Future for the JOni regex library

Wed May 1 15:50:58 PDT 2013

Hi Charlie,

I feel a bit guilty for not getting (or keeping) in touch with you about 
this. We recently switched to Joni as our default regexp engine and it's 
working pretty well.

What we have in Nashorn now is still relatively close to the JRuby 
codebase. Both share the same package structure, classes, and methods. 
Our code is just simpler because it doesn't have to deal with different 
encodings. My github fork contains a "noencoding" branch that represents 
the connection between the two:

https://github.com/hns/joni/tree/noencoding

However, there are some forces that might force us to drift further 
apart. One of them is code coverage. As it is, JavaScript uses a rather 
limited subset of what Joni provides, and this means a lot of code is 
neither used nor tested. Maintaining these bits doesn't seem to make 
sense (as far as Nashorn is concerned).

It's a similar story with coding standards. We ran FindBugs over Joni 
and it found a number of issues, including things like public final 
arrays. Fixing these could require us to change the package structure or 
make other structural changes. Not to mention missing Javadocs and 
obscure naming, which would also drive us apart when fixed on our side.
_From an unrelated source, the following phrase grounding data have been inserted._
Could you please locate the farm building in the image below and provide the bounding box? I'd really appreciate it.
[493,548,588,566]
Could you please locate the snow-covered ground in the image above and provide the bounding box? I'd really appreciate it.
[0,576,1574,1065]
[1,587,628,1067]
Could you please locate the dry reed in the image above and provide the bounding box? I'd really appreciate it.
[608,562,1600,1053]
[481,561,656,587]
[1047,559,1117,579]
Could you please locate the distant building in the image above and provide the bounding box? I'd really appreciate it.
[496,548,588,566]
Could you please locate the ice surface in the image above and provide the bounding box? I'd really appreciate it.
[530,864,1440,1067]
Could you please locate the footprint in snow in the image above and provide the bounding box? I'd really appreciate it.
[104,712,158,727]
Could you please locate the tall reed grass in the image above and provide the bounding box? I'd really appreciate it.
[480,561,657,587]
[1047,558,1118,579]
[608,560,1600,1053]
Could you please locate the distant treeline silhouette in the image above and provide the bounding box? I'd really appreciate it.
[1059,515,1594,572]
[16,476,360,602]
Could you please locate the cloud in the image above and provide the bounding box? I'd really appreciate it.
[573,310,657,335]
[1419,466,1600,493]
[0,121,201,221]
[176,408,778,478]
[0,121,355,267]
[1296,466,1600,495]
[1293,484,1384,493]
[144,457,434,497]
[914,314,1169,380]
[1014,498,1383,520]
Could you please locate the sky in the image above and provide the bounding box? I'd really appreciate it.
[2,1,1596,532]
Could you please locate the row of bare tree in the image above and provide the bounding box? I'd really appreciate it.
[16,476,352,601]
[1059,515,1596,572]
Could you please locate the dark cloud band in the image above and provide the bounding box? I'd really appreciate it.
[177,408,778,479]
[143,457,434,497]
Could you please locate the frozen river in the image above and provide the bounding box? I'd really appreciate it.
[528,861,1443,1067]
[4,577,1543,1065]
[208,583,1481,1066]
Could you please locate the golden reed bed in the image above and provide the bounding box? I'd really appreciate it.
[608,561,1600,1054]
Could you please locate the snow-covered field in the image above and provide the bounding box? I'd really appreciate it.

As Jim said I also worked on ASM bytecode generation and got quite far 
with it except for some combinations of nested quantifiers and captures 
I couldn't figure out. I've suspended the work for the time being since 
it's not the highest priority thing to do, but here's the patch:

http://cr.openjdk.java.net/~hannesw/8012269/

I definitely think it would be a great idea to keep our versions of Joni 
connected and evolving together. Right now this would still be 
relatively easy, but it will become harder as time goes by.

Hannes

Am 2013-05-01 22:10, schrieb Charles Oliver Nutter:
> Hello!
>
> I saw a few weeks back that you guys have adopted JRuby's regex
> engine, JOni, modified to work only with Java's char[]. We're thrilled
> that you've found our engine useful enough to incorporate!
>
> However, I'm wondering about the future of these engines. We have
> planned improvements, patches that come in from time to time, and so
> on, and maintaining two separate copies will eventually lead to them
> diverging. But without any way to specialize our byte[]-based JOni for
> char[] easily, I'm not sure what can be done.
>
> Any thoughts on this? Just to tempt you... a few of the planned improvements:
>
> * JVM bytecode compiler, for more fastness
> * Thread interruptible execution, to kill off regex runs that don't complete
>
> It would be great if we could collaborate on such things.
>
> - Charlie